Almost one-in-three farmers admitted they have struggled to pay household bills in the past year, while there has also been a considerable increase in the number of those who said their level of farm debt was too high.
The Irish Examiner/ICMSA opinion poll shows 30% of those surveyed have struggled with household bills in the past 12 months, including 8% who strongly agreed.
The age group most likely to admit to struggling with domestic costs were those aged 35 to 44, where 40% said they had endured a tough year financially.
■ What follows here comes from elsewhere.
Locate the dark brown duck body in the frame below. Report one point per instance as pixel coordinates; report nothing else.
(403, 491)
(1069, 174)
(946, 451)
However, a significant minority of those in other age groups felt the same way, from 24% of those aged under 35 to 31% of those aged over 65.
There was also little difference between the different farming sectors and those with larger land holdings were more inclined to agree that meeting household bills had been tougher over the past year.
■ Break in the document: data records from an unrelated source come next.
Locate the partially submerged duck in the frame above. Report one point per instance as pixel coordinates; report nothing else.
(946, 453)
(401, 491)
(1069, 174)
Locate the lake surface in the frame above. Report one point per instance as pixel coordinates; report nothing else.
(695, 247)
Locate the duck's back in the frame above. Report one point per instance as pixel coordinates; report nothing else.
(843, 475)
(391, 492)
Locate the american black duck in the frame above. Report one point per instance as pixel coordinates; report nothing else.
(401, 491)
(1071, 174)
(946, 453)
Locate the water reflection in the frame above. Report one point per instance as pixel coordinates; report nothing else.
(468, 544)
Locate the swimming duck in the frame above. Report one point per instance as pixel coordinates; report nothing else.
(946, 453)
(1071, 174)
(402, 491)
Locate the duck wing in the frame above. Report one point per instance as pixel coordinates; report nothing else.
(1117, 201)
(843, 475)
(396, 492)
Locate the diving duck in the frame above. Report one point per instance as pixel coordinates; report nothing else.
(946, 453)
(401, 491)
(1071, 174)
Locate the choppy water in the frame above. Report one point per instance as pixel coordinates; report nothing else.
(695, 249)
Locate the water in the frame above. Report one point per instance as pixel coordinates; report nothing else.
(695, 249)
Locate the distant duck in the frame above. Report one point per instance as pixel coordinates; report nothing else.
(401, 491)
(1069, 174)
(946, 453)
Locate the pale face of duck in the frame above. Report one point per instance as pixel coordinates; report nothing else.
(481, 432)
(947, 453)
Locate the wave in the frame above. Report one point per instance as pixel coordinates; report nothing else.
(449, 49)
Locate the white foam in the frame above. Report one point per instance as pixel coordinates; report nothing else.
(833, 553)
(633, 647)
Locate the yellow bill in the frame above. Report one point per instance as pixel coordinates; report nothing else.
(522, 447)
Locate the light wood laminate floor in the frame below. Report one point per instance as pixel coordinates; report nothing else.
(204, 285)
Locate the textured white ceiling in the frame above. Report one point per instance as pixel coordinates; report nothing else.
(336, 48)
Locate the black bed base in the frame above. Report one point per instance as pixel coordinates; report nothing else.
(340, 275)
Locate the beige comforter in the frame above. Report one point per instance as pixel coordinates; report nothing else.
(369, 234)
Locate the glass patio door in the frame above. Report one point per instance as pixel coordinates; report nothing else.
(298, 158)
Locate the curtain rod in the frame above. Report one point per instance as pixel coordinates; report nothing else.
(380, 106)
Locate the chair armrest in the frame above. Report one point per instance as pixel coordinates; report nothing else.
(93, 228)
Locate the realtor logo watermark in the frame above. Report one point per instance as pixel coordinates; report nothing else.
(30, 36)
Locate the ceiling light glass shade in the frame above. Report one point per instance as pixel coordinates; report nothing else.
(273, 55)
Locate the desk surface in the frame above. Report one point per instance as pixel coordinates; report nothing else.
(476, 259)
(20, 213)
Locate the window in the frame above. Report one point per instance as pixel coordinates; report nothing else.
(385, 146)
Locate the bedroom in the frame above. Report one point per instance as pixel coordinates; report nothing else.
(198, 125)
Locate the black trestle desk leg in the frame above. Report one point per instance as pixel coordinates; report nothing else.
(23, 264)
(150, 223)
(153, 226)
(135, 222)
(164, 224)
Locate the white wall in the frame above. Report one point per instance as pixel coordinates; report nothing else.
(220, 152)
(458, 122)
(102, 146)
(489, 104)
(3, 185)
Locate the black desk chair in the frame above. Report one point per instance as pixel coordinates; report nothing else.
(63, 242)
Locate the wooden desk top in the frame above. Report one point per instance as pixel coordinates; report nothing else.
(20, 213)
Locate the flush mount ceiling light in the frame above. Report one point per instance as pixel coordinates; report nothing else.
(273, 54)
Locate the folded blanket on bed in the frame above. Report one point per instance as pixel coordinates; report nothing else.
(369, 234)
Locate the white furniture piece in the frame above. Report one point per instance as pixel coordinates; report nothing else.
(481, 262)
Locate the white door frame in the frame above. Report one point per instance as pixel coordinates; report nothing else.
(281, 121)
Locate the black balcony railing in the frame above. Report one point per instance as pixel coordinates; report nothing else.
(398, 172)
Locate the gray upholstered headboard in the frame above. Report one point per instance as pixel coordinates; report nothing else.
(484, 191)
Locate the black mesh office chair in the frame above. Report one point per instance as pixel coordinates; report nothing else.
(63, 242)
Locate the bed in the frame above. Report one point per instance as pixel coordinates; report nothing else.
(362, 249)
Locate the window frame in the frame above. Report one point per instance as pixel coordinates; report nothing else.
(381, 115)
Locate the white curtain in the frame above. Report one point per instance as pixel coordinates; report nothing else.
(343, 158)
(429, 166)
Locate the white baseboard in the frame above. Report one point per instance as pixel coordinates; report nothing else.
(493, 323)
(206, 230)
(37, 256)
A total of 34% of respondents agreed that their level of farm debt is too high - up 13% compared with the percentage who gave the same answer in last year's poll and the highest such figure to date in the years the poll has been conducted.
There was also a corresponding reduction in the percentage of respondents who disagreed with this statement compared with last year's result.
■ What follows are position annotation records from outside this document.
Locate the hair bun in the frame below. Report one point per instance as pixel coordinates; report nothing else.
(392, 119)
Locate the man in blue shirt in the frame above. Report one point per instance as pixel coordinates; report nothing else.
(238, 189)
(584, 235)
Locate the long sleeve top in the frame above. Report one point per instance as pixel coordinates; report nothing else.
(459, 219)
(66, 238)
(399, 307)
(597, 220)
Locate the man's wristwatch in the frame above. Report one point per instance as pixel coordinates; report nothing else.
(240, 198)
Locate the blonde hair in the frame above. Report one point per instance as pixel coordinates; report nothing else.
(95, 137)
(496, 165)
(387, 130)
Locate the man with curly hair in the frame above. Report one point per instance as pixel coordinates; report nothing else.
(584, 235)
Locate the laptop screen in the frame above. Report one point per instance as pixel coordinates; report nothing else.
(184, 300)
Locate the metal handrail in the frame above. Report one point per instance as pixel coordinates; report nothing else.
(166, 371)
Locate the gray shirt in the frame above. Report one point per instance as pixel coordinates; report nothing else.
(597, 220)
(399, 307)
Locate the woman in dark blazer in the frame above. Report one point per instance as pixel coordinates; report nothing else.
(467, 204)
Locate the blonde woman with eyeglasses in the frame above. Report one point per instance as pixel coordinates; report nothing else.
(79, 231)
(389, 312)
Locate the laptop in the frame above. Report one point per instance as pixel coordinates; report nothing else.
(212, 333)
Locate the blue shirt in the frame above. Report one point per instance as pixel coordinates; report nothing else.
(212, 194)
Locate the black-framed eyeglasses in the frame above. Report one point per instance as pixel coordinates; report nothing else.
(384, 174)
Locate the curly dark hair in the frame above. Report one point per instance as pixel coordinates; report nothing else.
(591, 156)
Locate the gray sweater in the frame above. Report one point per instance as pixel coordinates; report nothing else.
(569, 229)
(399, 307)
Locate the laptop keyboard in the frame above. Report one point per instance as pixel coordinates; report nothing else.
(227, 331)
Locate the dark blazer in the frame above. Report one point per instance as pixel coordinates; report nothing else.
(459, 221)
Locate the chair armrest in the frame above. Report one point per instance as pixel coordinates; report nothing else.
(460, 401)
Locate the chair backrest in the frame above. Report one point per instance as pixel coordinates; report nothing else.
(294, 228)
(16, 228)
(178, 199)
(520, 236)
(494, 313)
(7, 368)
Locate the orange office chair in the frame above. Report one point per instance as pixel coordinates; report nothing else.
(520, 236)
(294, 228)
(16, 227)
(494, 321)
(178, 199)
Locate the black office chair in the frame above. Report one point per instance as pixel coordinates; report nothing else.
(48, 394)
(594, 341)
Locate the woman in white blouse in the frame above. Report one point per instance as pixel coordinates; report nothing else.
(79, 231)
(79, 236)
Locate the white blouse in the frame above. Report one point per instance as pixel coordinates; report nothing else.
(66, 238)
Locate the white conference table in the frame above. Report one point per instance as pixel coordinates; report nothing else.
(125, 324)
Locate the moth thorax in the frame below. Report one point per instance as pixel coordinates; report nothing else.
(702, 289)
A spokesman for the ICMSA said: " The year-to-date and the winter of 2018 have highlighted yet again the unacceptably precarious nature of farm income.
"Everybody connected with farming will be aware of the unprecedented calls on farmer income this year – a long and hard winter ensured that we had a fodder crisis last spring and the summer drought has left most of the south and east of the country contemplating a second winter in which they are almost certain to incur massive costs in sourcing and buying in fodder and feeds.
"The resultant pressures on cashflow has left thousands of our most commercial and technically progressive farmers completely exposed and completely reliant on a number of self-evident truths being grasped by Government and acted upon."